I recently read a book written by Sebastian Junger called Tribe. No this book isn’t about the Cleveland Indians fan base. It’s about Americans getting farther and farther away from human interaction with one another. It goes on to explain how when humans have to band together and cooperate with each other during crisis it enriches our lives. On his website SebastianJunger.com describes the book by the following, “We have a strong instinct to belong to small groups defined by clear purpose and understanding–“tribes.” This tribal connection has been largely lost in modern society, but regaining it may be the key to our psychological survival.”
Our small groups are the ones that really know who we are. They are the people who will drop you off or pick you up at the airport at some ungodly hour. They are the ones you call for their opinion when you are making major life changes. They could be your actual family members but that’s not a requirement. Your tribe members could change over time. It’s also quite possible that these friends or family members may not even know they are part of your tribe because sometimes we aren’t good at appreciating them or the impact they have on our lives.
Over the last 4 months I have leaned heavily on my tribe due to many changes taking place in my life. I have reached out to more people in my iPhone than I have called or text in the past 3 years. I left a job after almost ten years to start my baseball blog. I switched many areas of my personal life not realizing that it would cause me to spend most of the last 3 months alone without human collaboration. Working each day by myself and ending my days at home alone. Silence has become my normal routine during the day which is the complete opposite of how it used to be. I used to sit in a busy office with constant phone calls, chatting with co-workers, multiple projects on my desk and some form of music in the background.
It has been incredibly challenging time for me. I am all in or all out sort of person and I went all out really quickly. Leaving my workplace created an identity crisis for me. Not only did I lose my daily routine but I also felt like I lost who I was. Without my job and my role in that job who was I? Add in losing co-workers who were closer to me than most of my family members and it was a lot for me to stomach all at once.

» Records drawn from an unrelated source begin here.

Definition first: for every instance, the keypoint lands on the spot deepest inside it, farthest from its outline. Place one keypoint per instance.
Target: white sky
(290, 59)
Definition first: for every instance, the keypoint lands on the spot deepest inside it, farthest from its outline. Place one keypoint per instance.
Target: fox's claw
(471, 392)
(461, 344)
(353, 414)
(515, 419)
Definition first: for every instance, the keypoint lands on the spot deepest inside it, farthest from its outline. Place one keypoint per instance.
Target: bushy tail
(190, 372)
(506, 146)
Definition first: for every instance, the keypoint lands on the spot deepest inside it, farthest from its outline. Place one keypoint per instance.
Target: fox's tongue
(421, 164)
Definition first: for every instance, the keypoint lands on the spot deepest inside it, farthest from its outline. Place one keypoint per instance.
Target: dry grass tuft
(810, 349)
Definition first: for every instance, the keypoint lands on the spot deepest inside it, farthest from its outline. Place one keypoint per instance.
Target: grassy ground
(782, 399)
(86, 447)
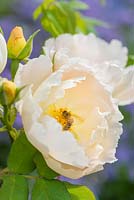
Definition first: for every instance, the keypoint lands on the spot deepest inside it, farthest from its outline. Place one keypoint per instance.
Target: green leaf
(130, 60)
(26, 52)
(12, 114)
(37, 12)
(58, 17)
(79, 192)
(14, 67)
(42, 167)
(78, 5)
(1, 31)
(14, 188)
(20, 158)
(50, 190)
(3, 129)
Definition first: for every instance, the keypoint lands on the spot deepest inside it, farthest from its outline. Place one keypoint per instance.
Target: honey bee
(68, 120)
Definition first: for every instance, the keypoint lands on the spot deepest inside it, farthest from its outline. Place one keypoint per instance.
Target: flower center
(62, 115)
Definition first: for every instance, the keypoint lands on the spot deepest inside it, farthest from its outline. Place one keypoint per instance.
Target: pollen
(62, 115)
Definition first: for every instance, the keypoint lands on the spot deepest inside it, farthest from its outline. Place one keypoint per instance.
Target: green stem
(11, 130)
(3, 172)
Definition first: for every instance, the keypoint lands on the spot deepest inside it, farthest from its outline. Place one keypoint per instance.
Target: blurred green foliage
(120, 188)
(58, 17)
(5, 7)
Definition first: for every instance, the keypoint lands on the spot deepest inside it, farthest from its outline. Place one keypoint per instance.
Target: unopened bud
(16, 42)
(8, 92)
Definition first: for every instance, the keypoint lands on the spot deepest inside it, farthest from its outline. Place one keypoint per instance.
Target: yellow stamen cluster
(62, 115)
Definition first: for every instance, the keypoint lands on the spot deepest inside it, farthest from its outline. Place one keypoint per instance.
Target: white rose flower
(70, 113)
(107, 59)
(3, 53)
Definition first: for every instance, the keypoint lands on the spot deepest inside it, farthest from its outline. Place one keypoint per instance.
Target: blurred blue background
(116, 182)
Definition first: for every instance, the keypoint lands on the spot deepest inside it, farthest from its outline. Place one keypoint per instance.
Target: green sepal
(14, 67)
(42, 168)
(21, 156)
(26, 52)
(79, 192)
(50, 189)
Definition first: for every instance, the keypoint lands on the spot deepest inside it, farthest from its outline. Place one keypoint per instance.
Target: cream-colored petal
(70, 171)
(34, 72)
(62, 145)
(89, 47)
(3, 53)
(47, 136)
(124, 90)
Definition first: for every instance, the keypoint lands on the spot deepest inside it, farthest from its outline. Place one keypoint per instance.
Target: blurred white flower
(70, 111)
(3, 53)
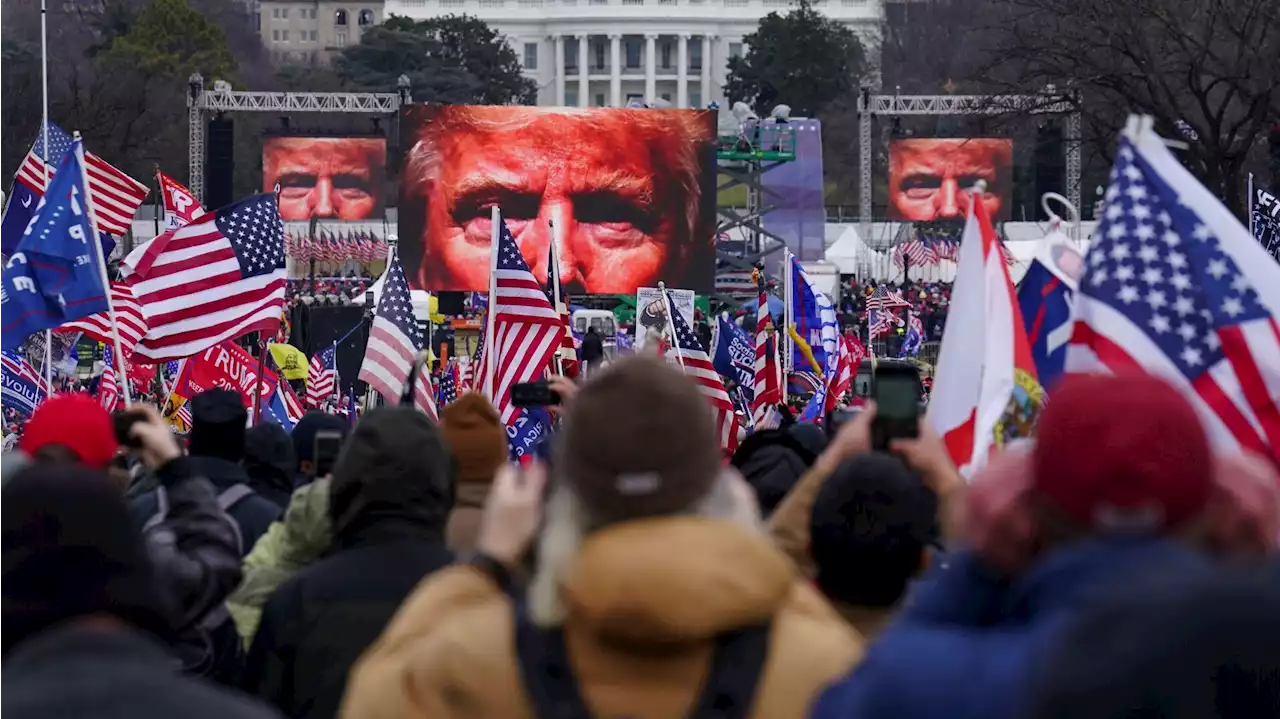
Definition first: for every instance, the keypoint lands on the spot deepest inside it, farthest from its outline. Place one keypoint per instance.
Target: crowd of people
(1114, 567)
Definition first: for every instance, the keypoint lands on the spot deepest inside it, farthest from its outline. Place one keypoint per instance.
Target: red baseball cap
(1123, 453)
(74, 421)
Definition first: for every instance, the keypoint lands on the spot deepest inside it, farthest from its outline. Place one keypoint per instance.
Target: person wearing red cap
(1120, 484)
(71, 427)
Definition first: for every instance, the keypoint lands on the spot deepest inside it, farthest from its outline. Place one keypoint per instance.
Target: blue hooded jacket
(968, 642)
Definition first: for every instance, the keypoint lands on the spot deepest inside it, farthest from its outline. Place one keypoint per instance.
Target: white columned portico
(682, 71)
(584, 83)
(650, 67)
(708, 96)
(560, 71)
(615, 71)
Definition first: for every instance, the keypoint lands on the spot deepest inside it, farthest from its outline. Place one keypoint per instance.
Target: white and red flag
(984, 356)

I remember reading a Player’s Tribune article by Andrew McCutchen about when he was traded by the Pittsburgh Pirates after playing his entire professional baseball career in Pittsburgh. Many times throughout the article the phrase “Who Am I?” is repeated. I understand what you were struggling with Cutch. I can relate to the who am I question.
Not all of this change in my life has been negative. I have been able to learn some really valuable lessons. I also think this newer version of me is a better version of who I was.
I realized how important it is to appreciate my tribe
As tough as I think I am, I really need these people they are my secret weapon
Give back to your tribe and pick them up when they need you
My tribe has been there for me this entire journey just to listen, give me advice, shoot me a funny text or grab coffee with me. At 46 years old I know what type of people I want to welcome into my Tribe because I think you can always add a few more quality members. For me it’s surrounding myself with people who want the best for me, folks that genuinely care and know who they are and what they believe in. People with strength, quick wit, positive energy and good sense of humor. It’s a plus if they like to talk baseball but not a requirement.
My tribe makes me smile when I hang up the phone with them or exchange texts. They are the ones who can call my shit out and I’ll still speak to them afterwards. They are the people who I trust with my life. Think about that. Who do you trust with your life? Don’t forget to look around and take stock of your tribe and appreciate all that they have given to you. My tribe is one amazing group of individuals. I am very thankful to have collected them along this journey and to have them in my life.